Guidotti T L, Levister E C
Occupational Medicine Program, University of Alberta Faculty of Medicine, Edmonton, Canada.
Occup Med (Lond). 1995 Jun;45(3):117-24. doi: 10.1093/occmed/45.3.117.
Occupational health services in China occupy a much more central role in public life than they do in North America. The Communist ideology on which the People's Republic was built, and which it almost alone today defends, places an idealized concept of the worker at the centre of the economic, social and political system. The present system in China is a parallel, institutionally separate system of medical care and research on occupational disorders that is in some ways better provided for with resources than the general healthcare system. One of the issues facing China today is how to turn the priorities of this vast, elaborate and incompletely developed system of occupational health care away from the provision of medical care to workers made ill from workplace exposure and towards prevention of the exposures that made them ill in the first place. The prevalence of smoking and the intensity of passive smoke exposure in Chinese workplaces make this exposure one of the most deadly occupational hazards seen. This problem of health promotion can probably only be effectively approached in China by worksite programmes but these are not apparent.

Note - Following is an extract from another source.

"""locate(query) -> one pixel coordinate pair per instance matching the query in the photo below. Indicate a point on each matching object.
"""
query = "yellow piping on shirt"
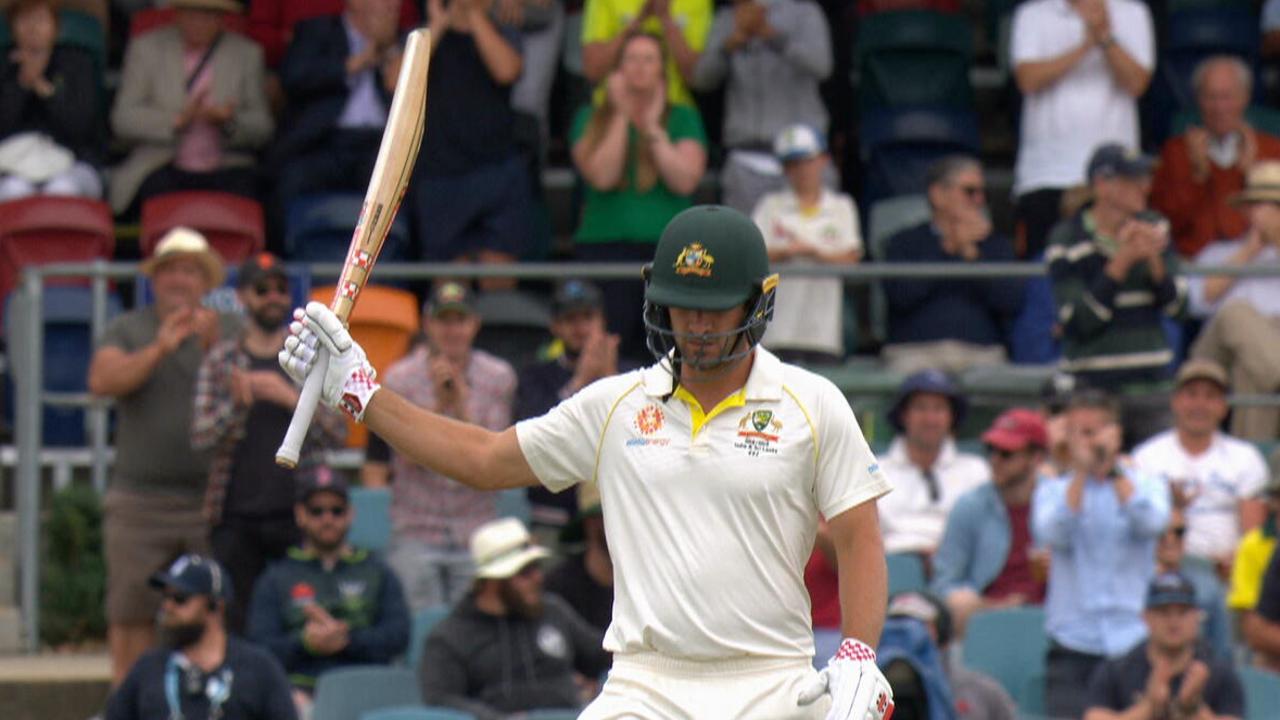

中国的职业健康服务在公共生活中所占据的核心地位比在北美重要得多。中华人民共和国建立在共产主义意识形态之上,且如今几乎是唯一捍卫这一意识形态的国家,它将理想化的工人概念置于经济、社会和政治体系的核心。中国目前的体系是一个与普通医疗体系并行、机构上独立的职业疾病医疗和研究体系,在某些方面,其资源配备比普通医疗体系更好。中国如今面临的问题之一是,如何将这个庞大、复杂且发展不完善的职业健康护理体系的重点,从为因工作场所接触而患病的工人提供医疗护理,转向首先预防导致他们患病的接触。在中国工作场所,吸烟的普遍程度以及被动吸烟的强度使这种接触成为最致命的职业危害之一。在中国,可能只有通过工作场所项目才能有效地解决健康促进问题,但目前这些项目并不明显。